Bela Bartok : Bluebeard's Castle was an eye opener for me, i had stop almost completly listening to modern music this mean 1700-nowaday...

But Bela Bartok sound folky exoticism and ancient in a way?
Than i discover mister : Peter Warlock was inspired by Gesualdo and Bartok
it was a sign i had to travel back into our era a bit.

J'avais peur d'etre devenu blazé et déphasé part notre morne et grise époque = i was scared of being feed up whit modern music and '' déphasé''( sorry but i dont know the right word in english for this , pardon the mild ignorance & tad snobism) by our morn grey era.

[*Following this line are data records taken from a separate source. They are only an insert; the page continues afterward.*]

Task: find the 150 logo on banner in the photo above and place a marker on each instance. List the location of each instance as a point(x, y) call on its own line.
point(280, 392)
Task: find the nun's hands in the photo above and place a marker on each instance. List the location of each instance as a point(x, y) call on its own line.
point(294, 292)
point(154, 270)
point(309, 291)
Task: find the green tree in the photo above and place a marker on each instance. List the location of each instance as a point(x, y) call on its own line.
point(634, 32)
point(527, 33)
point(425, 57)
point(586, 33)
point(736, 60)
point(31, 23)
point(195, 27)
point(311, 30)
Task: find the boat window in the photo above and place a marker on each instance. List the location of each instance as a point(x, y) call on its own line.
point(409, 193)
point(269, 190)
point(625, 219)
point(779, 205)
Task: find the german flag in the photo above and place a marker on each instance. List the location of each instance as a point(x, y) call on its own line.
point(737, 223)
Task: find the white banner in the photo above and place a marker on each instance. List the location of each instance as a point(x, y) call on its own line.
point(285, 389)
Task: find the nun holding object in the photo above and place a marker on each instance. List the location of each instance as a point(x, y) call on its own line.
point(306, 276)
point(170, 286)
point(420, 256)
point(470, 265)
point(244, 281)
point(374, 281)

So i feel thankfull , Bartok reminded me how good music was back in this era, and yes renaissance is still my ideal music, my confort zone, my true love i cherrish but im still open minded.

:tiphat:


----------



## Mandryka (Feb 22, 2013)

deprofundis said:


> Bela Bartok : Bluebeard's Castle was an eye opener for me, i had stop almost completly listening to modern music this mean 1700-nowaday...
> 
> But Bela Bartok sound folky exoticism and ancient in a way?
> Than i discover mister : Peter Warlock was inspired by Gesualdo and Bartok
> ...


Déphasé de = out of sync with; morne = dreary

I've been struggling with Bartok quartet 6 recently, I'm not a great fan of it at the moment.


----------



## Mandryka (Feb 22, 2013)

I just thought of a Bartok recording you will love, Iva Bittova and Dorathea Kellerova interpreting his 44 violin duos. Accept no imitations, only this one will do (because they improvise)

View attachment 96237


----------



## deprofundis (Apr 25, 2014)

Thank you Mandryka, for participation to my post, your always welcome, and you seem knowledge , i respect this :tiphat:


----------



## Melvin (Mar 25, 2011)

I like this. Bartok is definitely something special among modern composers.
I got a new CD from the library called "Azahar" conducted by Simon-Pierre Bastion. It mixes together movements of masses of 2 modern composers Stravinsky, Ohana, and of 2 medieval composers Guillaume de Machaut, and Alfonso X (el Sabio). Un melange entre vieil et nouveau. The mixture seems to fit together perfectly, oddly enough. But I have never listened to music this old, 1300s... it makes me curious to hear more...


----------



## Casebearer (Jan 19, 2016)

Mandryka said:


> I just thought of a Bartok recording you will love, Iva Bittova and Dorathea Kellerova interpreting his 44 violin duos. Accept no imitations, only this one will do (because they improvise)
> 
> View attachment 96237


Attachment seems to be failing.

Love Bartók, Bittova and the 44 Duos btw


----------



## Mandryka (Feb 22, 2013)

...............


----------